O uso de um vídeo gerado por inteligência artificial (IA), que simula uma mensagem do ex-presidente Jair Bolsonaro, durante a convenção nacional do PL, levanta preocupações sobre a legalidade da ação, segundo especialistas consultados. O material, exibido no dia 25 de março e com duração de 46 segundos, pode violar as regras estabelecidas pelo Tribunal Superior Eleitoral (TSE).
Regras e Implicações Legais
A avaliação dos juristas revela que o uso de conteúdo sintético é proibido desde 2024, conforme o artigo 9º-C da Resolução 23.610/2019 do TSE. Essa norma veda a utilização de deep fakes em campanhas eleitorais, mesmo que o vídeo tenha sido rotulado como gerado por IA. O professor de direito eleitoral da FGV/SP, Fernando Neisser, argumenta que a exibição do material contraria essa regra, independentemente do aviso de que se trata de um vídeo gerado por IA.
O PT já acionou o TSE questionando o uso do material, e a discussão sobre a legalidade da exibição se intensifica, especialmente com a proximidade do início da propaganda eleitoral, marcado para o dia 16 de abril.
Bolsonaro e o Código Eleitoral
Outro ponto relevante é a situação de Bolsonaro, que atualmente cumpre prisão domiciliar.
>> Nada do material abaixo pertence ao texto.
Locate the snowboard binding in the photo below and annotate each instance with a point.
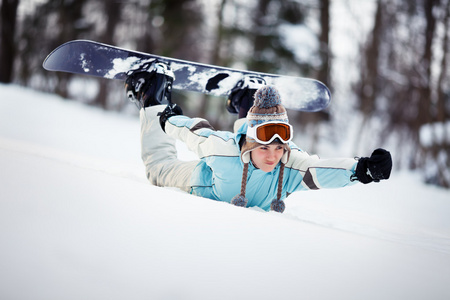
(150, 85)
(240, 98)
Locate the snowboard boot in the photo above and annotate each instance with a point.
(241, 97)
(150, 85)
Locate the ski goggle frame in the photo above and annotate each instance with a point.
(267, 132)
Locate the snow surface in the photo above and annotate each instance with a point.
(78, 220)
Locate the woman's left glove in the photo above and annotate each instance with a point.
(374, 168)
(171, 110)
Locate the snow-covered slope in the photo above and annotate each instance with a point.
(78, 220)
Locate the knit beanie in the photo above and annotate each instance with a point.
(266, 107)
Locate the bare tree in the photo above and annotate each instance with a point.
(8, 13)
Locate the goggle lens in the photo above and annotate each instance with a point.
(265, 132)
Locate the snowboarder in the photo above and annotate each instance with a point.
(257, 165)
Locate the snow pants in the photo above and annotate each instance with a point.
(159, 154)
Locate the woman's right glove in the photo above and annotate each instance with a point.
(374, 168)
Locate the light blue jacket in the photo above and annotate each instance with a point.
(218, 174)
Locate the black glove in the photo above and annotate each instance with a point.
(374, 168)
(170, 111)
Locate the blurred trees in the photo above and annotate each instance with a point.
(401, 92)
(8, 14)
(404, 83)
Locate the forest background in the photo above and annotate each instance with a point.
(385, 61)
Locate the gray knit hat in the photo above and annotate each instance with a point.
(267, 107)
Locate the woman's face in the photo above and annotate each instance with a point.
(267, 157)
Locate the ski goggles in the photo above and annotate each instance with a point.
(267, 132)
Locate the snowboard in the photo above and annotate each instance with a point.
(102, 60)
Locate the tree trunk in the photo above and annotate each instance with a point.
(7, 47)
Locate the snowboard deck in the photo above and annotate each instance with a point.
(101, 60)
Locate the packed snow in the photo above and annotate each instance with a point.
(79, 220)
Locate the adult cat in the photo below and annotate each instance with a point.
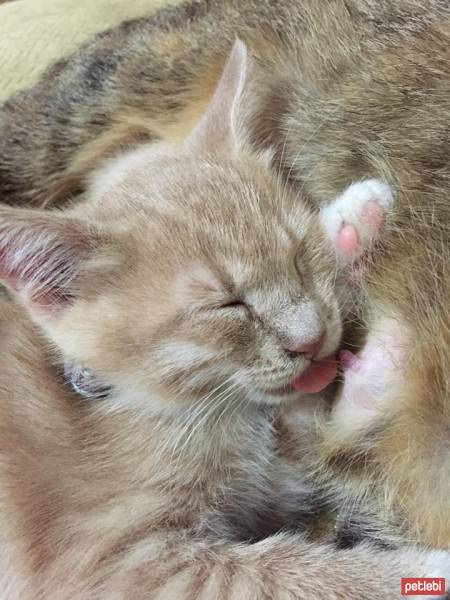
(360, 89)
(206, 298)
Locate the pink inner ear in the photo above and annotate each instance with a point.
(39, 261)
(195, 283)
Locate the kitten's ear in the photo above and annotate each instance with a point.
(222, 124)
(41, 256)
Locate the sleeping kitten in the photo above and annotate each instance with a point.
(162, 490)
(360, 89)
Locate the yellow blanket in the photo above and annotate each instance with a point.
(35, 33)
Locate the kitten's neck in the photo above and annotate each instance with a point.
(192, 444)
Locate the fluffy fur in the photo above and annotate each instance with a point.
(175, 484)
(360, 89)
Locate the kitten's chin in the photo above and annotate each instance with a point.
(315, 379)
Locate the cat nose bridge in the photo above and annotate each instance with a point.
(300, 329)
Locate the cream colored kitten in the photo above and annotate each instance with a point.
(209, 311)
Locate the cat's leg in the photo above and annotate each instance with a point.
(356, 218)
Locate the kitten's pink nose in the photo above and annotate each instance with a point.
(310, 348)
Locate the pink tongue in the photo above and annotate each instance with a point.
(316, 377)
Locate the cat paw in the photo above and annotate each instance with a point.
(356, 218)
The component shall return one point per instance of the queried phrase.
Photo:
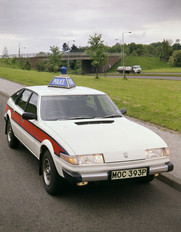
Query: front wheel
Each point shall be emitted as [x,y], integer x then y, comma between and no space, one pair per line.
[50,174]
[13,142]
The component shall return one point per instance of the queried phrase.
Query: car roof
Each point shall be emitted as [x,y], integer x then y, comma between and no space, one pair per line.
[44,90]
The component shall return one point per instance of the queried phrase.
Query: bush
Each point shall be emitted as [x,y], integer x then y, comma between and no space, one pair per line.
[41,65]
[27,64]
[175,59]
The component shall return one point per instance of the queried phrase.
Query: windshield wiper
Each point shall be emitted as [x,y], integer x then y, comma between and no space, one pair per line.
[113,116]
[78,117]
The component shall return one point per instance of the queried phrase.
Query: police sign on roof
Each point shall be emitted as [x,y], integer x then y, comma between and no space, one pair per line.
[62,81]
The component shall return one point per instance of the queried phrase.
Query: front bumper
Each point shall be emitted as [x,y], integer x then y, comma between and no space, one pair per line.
[103,176]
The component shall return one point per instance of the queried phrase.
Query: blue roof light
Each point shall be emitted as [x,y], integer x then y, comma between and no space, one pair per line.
[62,81]
[63,70]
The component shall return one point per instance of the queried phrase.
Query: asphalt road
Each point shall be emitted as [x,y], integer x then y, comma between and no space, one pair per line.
[137,76]
[25,206]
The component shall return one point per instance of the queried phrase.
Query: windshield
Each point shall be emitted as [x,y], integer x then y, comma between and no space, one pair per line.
[77,107]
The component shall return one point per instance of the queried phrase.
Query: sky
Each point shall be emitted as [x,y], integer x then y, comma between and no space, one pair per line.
[35,25]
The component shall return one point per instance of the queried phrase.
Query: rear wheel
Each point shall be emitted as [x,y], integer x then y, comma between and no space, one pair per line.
[13,142]
[50,174]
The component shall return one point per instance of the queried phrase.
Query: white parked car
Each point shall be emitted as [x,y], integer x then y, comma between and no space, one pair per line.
[80,135]
[129,69]
[137,69]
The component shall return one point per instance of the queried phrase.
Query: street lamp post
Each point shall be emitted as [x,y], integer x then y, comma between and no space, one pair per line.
[19,50]
[124,76]
[69,51]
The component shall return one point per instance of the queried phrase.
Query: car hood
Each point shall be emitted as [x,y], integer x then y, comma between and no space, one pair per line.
[119,139]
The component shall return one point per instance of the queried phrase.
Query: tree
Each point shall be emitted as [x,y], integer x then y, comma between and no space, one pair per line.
[65,47]
[5,53]
[54,59]
[97,52]
[27,64]
[175,59]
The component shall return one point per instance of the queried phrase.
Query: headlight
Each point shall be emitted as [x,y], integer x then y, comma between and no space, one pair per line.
[83,159]
[158,152]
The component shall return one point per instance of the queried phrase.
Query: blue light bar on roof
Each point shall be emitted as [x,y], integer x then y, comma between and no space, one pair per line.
[62,82]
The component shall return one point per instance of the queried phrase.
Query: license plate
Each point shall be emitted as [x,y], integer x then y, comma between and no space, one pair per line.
[128,173]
O artigo 337 do Código Eleitoral proíbe a participação política de condenados, e a exibição do vídeo pode ser interpretada como uma tentativa de burlar essa proibição. Especialistas divergem sobre a implicação de um vídeo gerado por IA, com alguns argumentando que não houve infração, enquanto outros alertam para o risco de descumprimento das condições impostas pelo Supremo Tribunal Federal (STF).
O advogado Alberto Rollo sugere que o uso do vídeo, que deixa claro ser uma simulação, demonstra um “cuidado jurídico”. No entanto, o advogado e pesquisador Kaleo Guaraty ressalta que, mesmo sendo uma tecnologia nova, o vídeo representa uma forma indireta de manifestação política de Bolsonaro, o que poderia levar a sanções legais.
Opinião
A situação envolvendo o vídeo gerado por IA levanta questões complexas sobre a ética e a legalidade no uso de novas tecnologias em campanhas eleitorais, refletindo a necessidade de uma regulamentação mais clara.